In yesterday’s post, I had the nerve to ask whether a degree from Princeton University (or any other “elite” school for that matter) is more of a burden than a blessing.

In case you’re curious, here I am as a college sophomore in backhand mode playing a match against Brown.  I won that day. You don’t think I’d post a photo of a LOSING match, do you?

Although yesterday’s question admittedly takes a jaundiced view of something that is an enormous privilege, it resonated with more than a few people over on Facebook.  In the words of a Harvard graduate:

Thanks for – once again – putting in words the thoughts that go through many heads, including mine.”

So, to answer the original question:  how does one best navigate the expectations that arise from that educational pedigree?  How can you feel like you are anything other than a disappointment unless you’re a CEO, an elected official, a Nobel-Prize winning researcher, or the pastor of the most happening church in the world?

I can’t answer for everyone, of course.  I can only answer from my experience, which is this:  I didn’t really want to go to there.  I didn’t exactly love it while I was there.  And I am convinced from hindsight that God masterplanned all of it to set me up for the rest of my life.

The reason behind my reluctance to go to Princeton in the first place had everything to do with the two Ts:  Texas and Tennis.  Throughout my teenage years, I wanted to go  Trinity University in San Antonio, become part of their historic tennis legacy, and try the pro tour four years later.  But family wisdom weighed in — as in, “you can’t turn an Ivy League opportunity down!”  Even more powerful was what happened when I prayed.  Now: I was relatively new to faith and to prayer at that time, but every time I knelt to pray, “Lord, where should I go to college?,” I couldn’t even finish the sentence before the answer came to my head:  Princeton.

So I’d give God another chance:  “Lord, I’m serious this time. Where should I go?  And before you answer, remember how much I love Trinity.”

“Princeton.”

“Lord, it’s in New Jersey.  Have you ever BEEN to New Jersey?”

“Princeton.”

That sort of clarity in prayer — telling me emphatically what I DID NOT WANT TO HEAR  — has only happened once or twice in my life.  One of the other times was late in 1994 when I had the chance to leave Mt. Carmel Church in Monroe for what looked like a golden opportunity in suburban Charlotte.  The answer before I could finish my question?  STAY.  So stay I did, until 1999.

So if God tells you no uncertain terms to go somewhere, that means you’ll love it, right?  Not so fast.  For a native Texan, Princeton was serious culture shock: cold weather, long lines, and, um, abrupt people.  Some of it I endured, some of it I came to love (tennis teammates in particular), and for much of it I was never going to feel completely at home.

But in spite of my reluctance and even in spite of the fact that I have mixed feelings about my four years there, leaving Texas and trekking to New Jersey set up my whole life.  Forces were at work directing me there, keeping me there, preparing me there.

 

It’s where I met Julie.

It’s where I first saw deep discipleship modeled.

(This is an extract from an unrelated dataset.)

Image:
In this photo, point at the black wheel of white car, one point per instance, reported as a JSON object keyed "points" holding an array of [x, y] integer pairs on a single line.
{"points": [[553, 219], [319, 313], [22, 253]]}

It’s where I heard the call to ministry. 

It’s where I first of Asbury Seminary.

It’s where I learned to have confidence as a writer, paving the way for this new-found privilege I have in publishing.

All in all, I see unmistakable evidence of God’s providence throughout — he put people and situations and events in my path, all designed to invite me into the kind of life that prepared me to serve alongside the people of Good Shepherd.

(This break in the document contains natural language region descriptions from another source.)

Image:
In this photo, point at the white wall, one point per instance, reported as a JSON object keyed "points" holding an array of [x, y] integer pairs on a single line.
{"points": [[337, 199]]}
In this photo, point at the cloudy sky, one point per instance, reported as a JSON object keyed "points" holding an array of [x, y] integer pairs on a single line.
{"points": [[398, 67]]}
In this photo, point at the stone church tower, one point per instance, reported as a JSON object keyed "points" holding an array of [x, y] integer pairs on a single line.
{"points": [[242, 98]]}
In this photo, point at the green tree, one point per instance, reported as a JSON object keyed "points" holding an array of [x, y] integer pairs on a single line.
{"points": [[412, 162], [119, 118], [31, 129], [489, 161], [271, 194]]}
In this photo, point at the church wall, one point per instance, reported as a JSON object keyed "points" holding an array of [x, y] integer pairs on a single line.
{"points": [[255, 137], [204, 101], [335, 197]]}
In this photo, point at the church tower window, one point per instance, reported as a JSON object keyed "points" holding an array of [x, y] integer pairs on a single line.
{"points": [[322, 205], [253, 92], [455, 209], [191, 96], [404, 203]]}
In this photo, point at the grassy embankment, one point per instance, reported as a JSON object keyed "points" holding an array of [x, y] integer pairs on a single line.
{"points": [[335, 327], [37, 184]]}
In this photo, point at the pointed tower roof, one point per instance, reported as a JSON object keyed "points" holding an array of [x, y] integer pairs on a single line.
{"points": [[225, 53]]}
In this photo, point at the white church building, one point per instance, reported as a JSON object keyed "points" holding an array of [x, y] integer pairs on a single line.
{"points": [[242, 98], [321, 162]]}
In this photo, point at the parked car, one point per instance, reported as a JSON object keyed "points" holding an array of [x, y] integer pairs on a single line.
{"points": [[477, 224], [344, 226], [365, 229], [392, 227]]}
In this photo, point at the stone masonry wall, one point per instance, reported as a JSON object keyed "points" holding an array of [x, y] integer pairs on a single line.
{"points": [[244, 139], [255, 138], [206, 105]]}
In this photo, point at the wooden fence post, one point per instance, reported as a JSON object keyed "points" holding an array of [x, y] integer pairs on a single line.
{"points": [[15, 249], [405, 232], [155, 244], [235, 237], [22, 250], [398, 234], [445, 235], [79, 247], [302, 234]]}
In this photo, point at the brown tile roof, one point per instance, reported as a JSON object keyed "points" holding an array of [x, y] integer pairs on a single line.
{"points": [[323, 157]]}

God was working on me before I was looking for him.

He was showing me that success in the world’s eyes is less important than significance in his.

In Methodism, we call that prevenient grace — the love, provision, and direction that goes BEFORE you, wooing you towards God when you’re often looking the other way.

What encourages me about the reflections on my own journey is this:  situations and decisions that seem unpleasant or difficult in the moment — Lord, have you ever BEEN to New Jersey? — are nothing but the raw material God uses to get you ready you for his future.

It’s prevenient grace and it shows me that life’s pain isn’t God’s punishment.

It’s his preparation.

 

 

Comments ( 2 )

  • Lawrence J Tabak says:

    Thanks for this clear-headed retrospective. I’d add another bonus — the U.S. Tennis Association (at the time based in Princeton) got a memorable couple of years of stellar service.

    • Talbot Davis Admin says:

      That is so true … more impactful on me in positive ways than I was on USTA. Taught me much about organizing, prioritizing, and even writing. Oh, and the friendships!